Le opzioni chirurgiche includono:

  • Chirurgia Toracoscopica Video-Assistita (VATS): È la tecnica preferita oggi. Attraverso 2 o 3 piccole incisioni sul torace, il chirurgo inserisce una telecamera e strumenti sottili per asportare la cisti. Questa tecnica riduce significativamente il dolore post-operatorio, i tempi di degenza e garantisce un recupero più rapido.
  • Chirurgia Robotica: Simile alla VATS, offre una precisione ancora maggiore grazie alla visione 3D e alla manovrabilità degli strumenti robotici.
  • Toracotomia: L'approccio tradizionale con un'incisione più ampia tra le costole. Viene riservato a cisti molto grandi, infette o che hanno creato forti aderenze con strutture vitali che rendono rischioso l'approccio mininvasivo.

In casi molto rari, se il paziente presenta rischi operatori troppo elevati, si può optare per il drenaggio percutaneo guidato da TC o ecografia, ma questa procedura è gravata da un alto tasso di recidiva poiché la parete della cisti rimane in sede e continua a produrre liquido.

Dopo l'intervento, il paziente solitamente rimane in ospedale per 2-4 giorni. Se la cisti è stata asportata completamente, il rischio di recidiva è estremamente basso.

Prognosi e Decorso

La prognosi per i pazienti con cisti congenita del mediastino è eccellente, specialmente quando la diagnosi è precoce e il trattamento chirurgico viene eseguito prima dell'insorgenza di complicazioni infettive.
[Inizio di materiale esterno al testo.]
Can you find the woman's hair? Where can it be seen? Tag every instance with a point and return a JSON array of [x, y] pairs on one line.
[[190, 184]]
Se non trattata, la cisti può andare incontro a un progressivo aumento di volume. Le complicazioni possibili includono la mediastinite (un'infiammazione grave dello spazio mediastinico dovuta alla rottura o infezione della cisti), la formazione di fistole (comunicazioni anomale) con l'esofago o l'albero bronchiale, e lo sviluppo di pericardite se la cisti è adiacente al cuore.
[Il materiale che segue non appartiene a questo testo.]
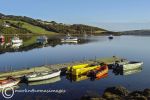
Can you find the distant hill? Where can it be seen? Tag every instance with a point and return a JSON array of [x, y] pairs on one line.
[[136, 32], [10, 24]]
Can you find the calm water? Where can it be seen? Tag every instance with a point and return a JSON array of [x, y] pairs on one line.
[[130, 47]]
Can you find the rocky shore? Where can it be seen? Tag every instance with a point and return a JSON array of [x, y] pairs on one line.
[[120, 93]]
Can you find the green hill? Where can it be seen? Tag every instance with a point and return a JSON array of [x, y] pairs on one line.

Il decorso post-operatorio è generalmente privo di eventi avversi significativi. Una volta rimossa la cisti, i sintomi come la tosse o la dispnea tendono a risolversi rapidamente. Non sono necessari trattamenti farmacologici a lungo termine dopo la guarigione chirurgica.

Prevenzione

Trattandosi di una malformazione congenita legata a errori casuali durante lo sviluppo embrionale, non esistono misure preventive specifiche. Non è possibile prevenire la formazione di queste cisti attraverso la dieta, l'assunzione di integratori o modifiche dello stile di vita durante la gravidanza.

L'unica forma di "prevenzione secondaria" consiste nella diagnosi precoce e nel monitoraggio attento. Nei neonati con diagnosi prenatale, è fondamentale un follow-up pediatrico e radiologico per decidere il momento ottimale per l'intervento, solitamente programmato entro i primi due anni di vita per evitare l'insorgenza di sintomi respiratori acuti.
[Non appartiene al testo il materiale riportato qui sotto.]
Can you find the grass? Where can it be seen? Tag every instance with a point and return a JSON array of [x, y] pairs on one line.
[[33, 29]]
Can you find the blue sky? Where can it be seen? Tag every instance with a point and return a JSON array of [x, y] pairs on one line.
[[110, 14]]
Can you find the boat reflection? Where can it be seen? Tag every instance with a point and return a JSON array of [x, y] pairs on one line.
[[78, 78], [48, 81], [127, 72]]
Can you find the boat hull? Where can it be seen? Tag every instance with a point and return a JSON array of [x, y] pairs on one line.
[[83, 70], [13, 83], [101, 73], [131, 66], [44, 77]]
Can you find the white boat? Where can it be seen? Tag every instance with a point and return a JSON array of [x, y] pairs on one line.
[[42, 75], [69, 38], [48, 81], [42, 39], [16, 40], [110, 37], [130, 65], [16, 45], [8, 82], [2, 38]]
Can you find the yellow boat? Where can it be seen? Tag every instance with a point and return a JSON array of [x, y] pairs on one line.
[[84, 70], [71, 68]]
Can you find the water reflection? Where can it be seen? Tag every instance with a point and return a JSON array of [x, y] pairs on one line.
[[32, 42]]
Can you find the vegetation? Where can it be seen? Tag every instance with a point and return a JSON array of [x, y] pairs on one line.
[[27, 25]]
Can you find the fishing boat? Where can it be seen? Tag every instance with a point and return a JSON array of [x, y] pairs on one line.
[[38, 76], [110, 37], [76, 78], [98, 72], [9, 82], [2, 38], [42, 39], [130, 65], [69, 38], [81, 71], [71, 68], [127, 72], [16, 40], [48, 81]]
Quando Consultare un Medico

È importante rivolgersi a un medico o a uno specialista in chirurgia toracica se si manifestano i seguenti segnali:

  • Una tosse che persiste per più di tre settimane senza una causa evidente.
  • Comparsa di difficoltà a respirare, specialmente se associata a rumori insoliti durante il respiro.
  • Difficoltà persistente a deglutire cibi solidi o liquidi.
  • Dolore toracico persistente o ricorrente.
  • Episodi ripetuti di infezioni polmonari che colpiscono sempre la stessa area del torace.

In caso di comparsa improvvisa di febbre alta associata a dolore toracico acuto o grave difficoltà respiratoria, è necessario recarsi immediatamente al pronto soccorso, poiché questi potrebbero essere segni di un'infezione acuta o della rottura della cisti.